Intel NUC 13 Bravo Canyon Breaks Cover As A Rugged Fanless Alder Lake-N Beastie

hero intel nuc 13 rugged
You remember the NUC 8 Rugged? If you do, that's probably because you deployed them for your job or hobby. Rugged NUCs are exactly what they sound like: tiny Intel mini-PCs that have been ruggedized for industrial and commercial use. If you pay any attention to NUC numbering, you'll already have deduced that the last tough NUC was quite awhile ago, which means it's high time for a new one.

Intel hasn't actually announced the NUC 13 Rugged yet, but it's apparently code-named "Bravo Canyon." The name and details of this product originate with Intel itself, in fact, as the company's newest NUC product catalog includes a listing for the un-announced NUC 13 Rugged. Intel's managed to delete the product catalog from its own site, but it's still up—at least, for now—over at Mouser Electronics.
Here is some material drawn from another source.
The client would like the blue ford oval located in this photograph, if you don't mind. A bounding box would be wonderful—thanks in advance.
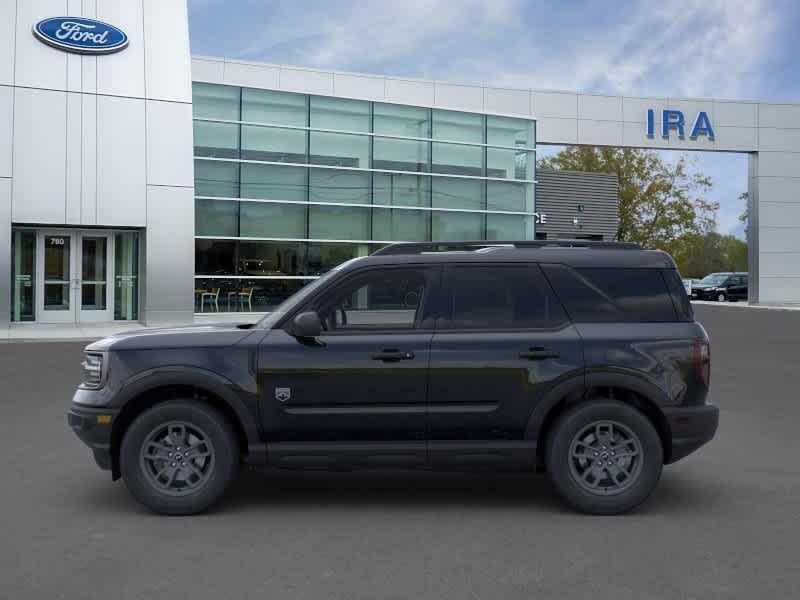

intel bravo canyon catalog pages

The catalog lists three varieties of NUC 13 Rugged, differentiated primarily by the type of processor inside. All three processors are based on Alder Lake-N silicon. If you're not familiar, these are Intel 12th-gen chips (although they launched alongside 13th-gen) that only include E-cores—no Golden Cove P-cores to be found.

nseries overview
These embedded Alder Lake-N processors are cut down from the base design.

Two of the chips got Atom branding: a quad-core model known as the Atom x7425E that sports a 12W TDP and a max boost of 3.4 GHz, and then a dual-core model called Atom x7211E with a 3.2 GHz peak Turbo clock. There's also the "Intel Processor N50," which is an even more cut-down version of the Intel Processor N100, with just two CPU cores and 16 execution units in its GPU.

nuc 13 rugged without heatsink
NUC 13 Rugged also will be available with an internal heatsink and antennas.

Owing to its industrial computing ambitions, the NUC 13 Rugged has a surprising amount of connectivity. You get dual HDMI 2.1 connections, dual 2.5 Gigabit Ethernet and Wi-Fi 6E (all Intel-powered), four external USB ports (two 10 Gbps) and another two internal, and MIPI CSI headers for off-the-shelf camera modules. The board includes 64GB of eMMC flash storage, but there are two M.2 sockets—one PCIe and one SATA—for additional storage expansion.

Of course, the main merit of such a machine is that it is fanless, and thus both significantly more robust as well as completely silent. Intel proudly boasts that these systems will be available for five years, and the company offers a three-year warranty on them, too. There's no pricing information yet, but FanlessTech says that they should be priced "extremely competitively."